I am presently numb-struck and cannot articulate my thoughts on the whole scenario. The phone-lines of radio shows, and counselling services in Ireland have been flooded with people expressing their horror of the contents of the report.
So many people have broken down – including radio presenters.
Bernadette Fahy, Goldenbridge, “Freedom of Angels”, author and Mary Raftery, “Suffer the Little Children” co-author, are now both this instant on “Prime Time” giving a Christian Brother leader a run for his money, by reflecting to him the failure of his order to believe victims, in the first place and also the reluctance of the order to pay sufficient monies to the indemnity deal that was struck up by the government to recompense those who were abused in the system.
#14Marie-Therese O’ Loughlin
“At such times you either pay your respects to the victims’ pain and suffering or you shut up. She did neither”.

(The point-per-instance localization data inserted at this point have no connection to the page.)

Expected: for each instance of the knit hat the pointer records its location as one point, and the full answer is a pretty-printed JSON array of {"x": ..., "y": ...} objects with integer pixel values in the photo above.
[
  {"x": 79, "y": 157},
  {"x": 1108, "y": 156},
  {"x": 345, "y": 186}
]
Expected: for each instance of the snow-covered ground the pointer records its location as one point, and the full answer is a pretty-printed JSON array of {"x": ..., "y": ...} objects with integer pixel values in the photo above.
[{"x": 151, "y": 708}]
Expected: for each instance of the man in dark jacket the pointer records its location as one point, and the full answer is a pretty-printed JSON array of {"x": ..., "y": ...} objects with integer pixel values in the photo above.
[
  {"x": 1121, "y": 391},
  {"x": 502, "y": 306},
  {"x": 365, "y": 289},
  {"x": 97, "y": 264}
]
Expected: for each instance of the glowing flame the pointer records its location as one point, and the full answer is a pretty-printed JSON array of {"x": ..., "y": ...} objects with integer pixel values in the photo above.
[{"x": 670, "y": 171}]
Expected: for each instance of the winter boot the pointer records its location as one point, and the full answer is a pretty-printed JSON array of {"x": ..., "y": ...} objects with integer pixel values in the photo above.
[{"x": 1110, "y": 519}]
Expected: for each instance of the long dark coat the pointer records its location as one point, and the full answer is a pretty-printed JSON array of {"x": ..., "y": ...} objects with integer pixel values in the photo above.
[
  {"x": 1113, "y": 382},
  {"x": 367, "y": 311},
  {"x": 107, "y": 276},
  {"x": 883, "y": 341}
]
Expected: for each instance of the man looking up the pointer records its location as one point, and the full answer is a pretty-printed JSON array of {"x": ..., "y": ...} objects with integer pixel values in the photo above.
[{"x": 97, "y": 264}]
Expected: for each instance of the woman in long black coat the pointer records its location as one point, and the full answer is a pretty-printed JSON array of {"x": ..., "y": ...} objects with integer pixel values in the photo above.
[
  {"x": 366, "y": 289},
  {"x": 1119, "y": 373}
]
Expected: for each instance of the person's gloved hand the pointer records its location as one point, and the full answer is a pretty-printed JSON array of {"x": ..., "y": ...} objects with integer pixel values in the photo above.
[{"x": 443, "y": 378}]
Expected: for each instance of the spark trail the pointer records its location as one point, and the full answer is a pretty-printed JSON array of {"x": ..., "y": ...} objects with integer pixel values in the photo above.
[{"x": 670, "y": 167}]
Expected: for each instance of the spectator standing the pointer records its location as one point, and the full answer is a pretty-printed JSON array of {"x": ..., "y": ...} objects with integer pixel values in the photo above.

Aye, she never shut up about the black garbs, at all.
Strange are the crooked priests of humanity, that Mary Kenny had to repeat *priests* twenty-one times, in her article at B&W, in order to convey to readers, I would assume, her obsession with same.
“The phone-lines of radio shows, and counselling services in Ireland have been flooded with people expressing their horror of the contents of the report.
So many people have broken down – including radio presenters.”
Good. Good, good, good. It’s about sodding time.
Marie-Therese, thats the trouble with public moral outrage, it produces evidentiary corruption like false memory ‘therapists’ capitalising on true suffering from real crimes.
If you look at the articles by Richard Webster about the witch-hunts in England known as police trawling operations, you see how judges were corrupted by public outrage into convicting many innocents.
We also have in Australia many who suffered hardship and abuse in child migrant schemes and welfare homes, most publicly Aboriginal children but there were always many non-Aboriginals in institutions too. It has been shown here that the evidence offered in investigations such as the one in Ireland where no trials and prosecutions are possible, may be overwhelmed with anecdote only distantly able to form evidence. The ‘public moral outrage’ is less beneficial, I think, than actual prosecution and jailing of the perpetrators of the real acts of these criminal exploiters.